Loll shook his head. "A city--actually, a whole country whose fate may rest on my ability to reach them in time with a warning."
"Is that why you were out here?"
Loll looked uncomfortable. "Yes, though--it pains me to say this--we've been told not to talk about the details to any outsiders. By that creature Professor Maspeth calls the 'emissary.'"
"The morphont?" Keir's scry was trying to read Loll by the man's stance, blood perfusion, eye movements, and so on. It wasn't having any success--no extra emoticons were floating around Loll that weren't already obvious from the tone of his voice and expression. Either he had fabulous self-control, or he was telling the truth. "It looked like a servant," said Keir. "When I saw it on the mountainside, it was just helping you stay on your feet."
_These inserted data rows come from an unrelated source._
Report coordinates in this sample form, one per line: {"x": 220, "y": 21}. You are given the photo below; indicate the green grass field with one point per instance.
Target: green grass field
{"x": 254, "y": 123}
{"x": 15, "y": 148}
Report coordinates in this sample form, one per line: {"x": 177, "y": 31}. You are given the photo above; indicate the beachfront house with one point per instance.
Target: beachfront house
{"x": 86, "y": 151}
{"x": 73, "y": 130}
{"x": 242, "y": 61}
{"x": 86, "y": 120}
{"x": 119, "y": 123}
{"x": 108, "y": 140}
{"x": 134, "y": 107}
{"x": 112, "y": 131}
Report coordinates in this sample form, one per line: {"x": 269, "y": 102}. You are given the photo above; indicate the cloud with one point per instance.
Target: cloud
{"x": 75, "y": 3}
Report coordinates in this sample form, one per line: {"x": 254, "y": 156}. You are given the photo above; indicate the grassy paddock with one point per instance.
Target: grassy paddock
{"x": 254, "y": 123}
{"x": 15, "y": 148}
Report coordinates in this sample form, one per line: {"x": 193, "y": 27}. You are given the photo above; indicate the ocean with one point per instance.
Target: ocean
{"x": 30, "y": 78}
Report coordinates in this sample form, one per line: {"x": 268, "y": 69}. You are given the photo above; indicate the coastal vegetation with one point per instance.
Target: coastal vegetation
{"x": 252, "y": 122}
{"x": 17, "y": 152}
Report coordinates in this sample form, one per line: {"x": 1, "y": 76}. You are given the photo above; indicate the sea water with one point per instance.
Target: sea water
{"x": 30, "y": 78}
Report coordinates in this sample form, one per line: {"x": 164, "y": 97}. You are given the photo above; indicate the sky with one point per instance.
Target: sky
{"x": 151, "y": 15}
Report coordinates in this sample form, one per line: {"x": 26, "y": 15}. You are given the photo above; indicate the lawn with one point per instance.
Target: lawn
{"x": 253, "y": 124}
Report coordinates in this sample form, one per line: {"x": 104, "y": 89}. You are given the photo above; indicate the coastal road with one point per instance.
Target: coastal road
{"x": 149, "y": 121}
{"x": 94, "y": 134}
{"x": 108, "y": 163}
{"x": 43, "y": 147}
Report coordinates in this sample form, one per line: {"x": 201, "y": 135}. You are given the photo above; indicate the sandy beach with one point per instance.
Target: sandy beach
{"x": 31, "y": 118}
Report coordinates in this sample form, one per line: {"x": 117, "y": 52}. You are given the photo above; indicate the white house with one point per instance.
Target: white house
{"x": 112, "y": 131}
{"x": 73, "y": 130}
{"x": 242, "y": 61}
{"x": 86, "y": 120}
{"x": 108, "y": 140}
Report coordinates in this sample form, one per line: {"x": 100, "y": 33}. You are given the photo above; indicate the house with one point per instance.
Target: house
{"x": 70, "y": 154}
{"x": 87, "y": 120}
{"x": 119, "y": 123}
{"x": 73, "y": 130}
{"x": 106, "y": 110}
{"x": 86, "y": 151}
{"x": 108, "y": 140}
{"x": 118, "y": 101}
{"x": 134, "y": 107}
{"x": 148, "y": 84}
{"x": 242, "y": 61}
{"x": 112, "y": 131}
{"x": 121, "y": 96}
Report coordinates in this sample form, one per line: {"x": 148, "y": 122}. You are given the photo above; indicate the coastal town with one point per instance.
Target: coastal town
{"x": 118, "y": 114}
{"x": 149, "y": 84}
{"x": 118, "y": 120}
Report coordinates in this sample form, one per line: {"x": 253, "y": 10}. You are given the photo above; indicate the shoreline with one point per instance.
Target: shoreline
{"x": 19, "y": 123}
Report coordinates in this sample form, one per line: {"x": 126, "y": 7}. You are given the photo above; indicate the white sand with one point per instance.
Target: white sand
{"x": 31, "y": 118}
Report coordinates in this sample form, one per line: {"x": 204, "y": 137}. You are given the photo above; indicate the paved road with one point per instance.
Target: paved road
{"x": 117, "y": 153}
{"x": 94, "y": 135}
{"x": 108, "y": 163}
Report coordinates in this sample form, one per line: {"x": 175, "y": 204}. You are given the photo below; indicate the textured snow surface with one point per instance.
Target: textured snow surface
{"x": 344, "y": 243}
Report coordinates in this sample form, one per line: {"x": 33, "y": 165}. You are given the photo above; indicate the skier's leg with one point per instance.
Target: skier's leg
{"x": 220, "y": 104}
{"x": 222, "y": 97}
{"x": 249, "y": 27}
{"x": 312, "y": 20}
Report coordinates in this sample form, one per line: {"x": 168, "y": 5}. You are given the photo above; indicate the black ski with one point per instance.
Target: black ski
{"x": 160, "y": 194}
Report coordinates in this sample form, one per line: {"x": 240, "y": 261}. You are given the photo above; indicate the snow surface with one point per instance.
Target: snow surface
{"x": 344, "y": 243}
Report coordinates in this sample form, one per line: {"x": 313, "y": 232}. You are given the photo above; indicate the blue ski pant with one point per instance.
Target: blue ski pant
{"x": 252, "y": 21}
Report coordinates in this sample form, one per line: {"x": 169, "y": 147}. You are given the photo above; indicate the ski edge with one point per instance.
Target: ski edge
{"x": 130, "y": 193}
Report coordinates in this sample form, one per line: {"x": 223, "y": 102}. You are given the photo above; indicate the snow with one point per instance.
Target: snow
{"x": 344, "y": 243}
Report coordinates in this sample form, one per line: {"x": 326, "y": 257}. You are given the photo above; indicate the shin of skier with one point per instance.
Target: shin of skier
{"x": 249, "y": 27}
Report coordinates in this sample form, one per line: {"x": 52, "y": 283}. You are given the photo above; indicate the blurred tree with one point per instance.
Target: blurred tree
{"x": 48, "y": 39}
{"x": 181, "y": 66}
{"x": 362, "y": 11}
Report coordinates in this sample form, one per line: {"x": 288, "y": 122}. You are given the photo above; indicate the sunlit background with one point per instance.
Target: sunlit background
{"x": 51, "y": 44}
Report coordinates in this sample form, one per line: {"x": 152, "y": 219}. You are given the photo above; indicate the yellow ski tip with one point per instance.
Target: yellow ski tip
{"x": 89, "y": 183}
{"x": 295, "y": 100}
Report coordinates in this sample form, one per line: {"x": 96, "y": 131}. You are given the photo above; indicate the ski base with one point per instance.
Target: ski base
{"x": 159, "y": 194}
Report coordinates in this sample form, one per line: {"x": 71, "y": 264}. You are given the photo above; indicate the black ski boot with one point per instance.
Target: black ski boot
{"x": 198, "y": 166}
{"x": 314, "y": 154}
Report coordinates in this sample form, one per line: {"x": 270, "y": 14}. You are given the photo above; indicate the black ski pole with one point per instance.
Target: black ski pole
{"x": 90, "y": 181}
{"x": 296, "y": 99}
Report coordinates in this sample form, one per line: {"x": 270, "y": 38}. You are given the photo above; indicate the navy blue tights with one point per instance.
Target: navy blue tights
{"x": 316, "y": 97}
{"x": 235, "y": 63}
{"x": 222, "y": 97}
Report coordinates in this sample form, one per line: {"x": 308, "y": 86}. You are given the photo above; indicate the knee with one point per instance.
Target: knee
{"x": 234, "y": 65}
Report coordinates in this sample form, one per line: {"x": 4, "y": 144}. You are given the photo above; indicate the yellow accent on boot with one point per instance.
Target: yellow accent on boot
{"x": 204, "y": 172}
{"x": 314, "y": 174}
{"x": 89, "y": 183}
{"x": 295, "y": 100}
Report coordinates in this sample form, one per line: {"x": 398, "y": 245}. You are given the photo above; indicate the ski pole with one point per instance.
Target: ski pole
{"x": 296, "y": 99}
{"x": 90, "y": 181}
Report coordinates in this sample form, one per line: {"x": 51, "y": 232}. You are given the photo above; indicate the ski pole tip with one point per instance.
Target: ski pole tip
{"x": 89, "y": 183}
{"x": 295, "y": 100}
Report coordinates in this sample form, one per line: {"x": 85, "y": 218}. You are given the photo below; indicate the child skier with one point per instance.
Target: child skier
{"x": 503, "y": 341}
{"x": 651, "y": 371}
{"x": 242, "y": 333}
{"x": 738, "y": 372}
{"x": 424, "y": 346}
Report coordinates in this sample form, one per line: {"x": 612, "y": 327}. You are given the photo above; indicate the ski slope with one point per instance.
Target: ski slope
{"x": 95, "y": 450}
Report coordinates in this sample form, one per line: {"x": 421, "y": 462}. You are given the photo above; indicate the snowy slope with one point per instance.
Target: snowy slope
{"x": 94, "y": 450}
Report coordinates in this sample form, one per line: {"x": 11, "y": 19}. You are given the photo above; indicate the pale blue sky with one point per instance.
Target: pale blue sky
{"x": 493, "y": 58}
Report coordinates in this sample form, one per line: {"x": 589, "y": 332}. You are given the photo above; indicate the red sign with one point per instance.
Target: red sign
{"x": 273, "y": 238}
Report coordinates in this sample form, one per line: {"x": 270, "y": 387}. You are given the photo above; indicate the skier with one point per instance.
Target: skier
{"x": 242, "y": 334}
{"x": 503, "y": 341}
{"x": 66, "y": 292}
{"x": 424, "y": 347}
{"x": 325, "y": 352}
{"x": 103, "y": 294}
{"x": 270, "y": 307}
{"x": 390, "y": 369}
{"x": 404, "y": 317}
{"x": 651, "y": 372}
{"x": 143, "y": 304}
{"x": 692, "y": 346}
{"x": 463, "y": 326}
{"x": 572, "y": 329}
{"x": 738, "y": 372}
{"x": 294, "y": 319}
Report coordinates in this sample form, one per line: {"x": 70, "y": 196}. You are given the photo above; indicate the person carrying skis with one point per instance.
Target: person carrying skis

"It wouldn't show its other side to you, naturally." Loll looked grieved. "It's a creature we know very little about. You've seen that little rider it has perched on Maspeth's shoulder? It's impossible to talk to her without it listening. Impossible for her to say what she really means without it hearing, as well. It's using her as its mouthpiece and it wants to get that mouthpiece into Virga to deliver an ultimatum to my people." He glanced around. "We can only tell you this now because, for the moment, it's elsewhere."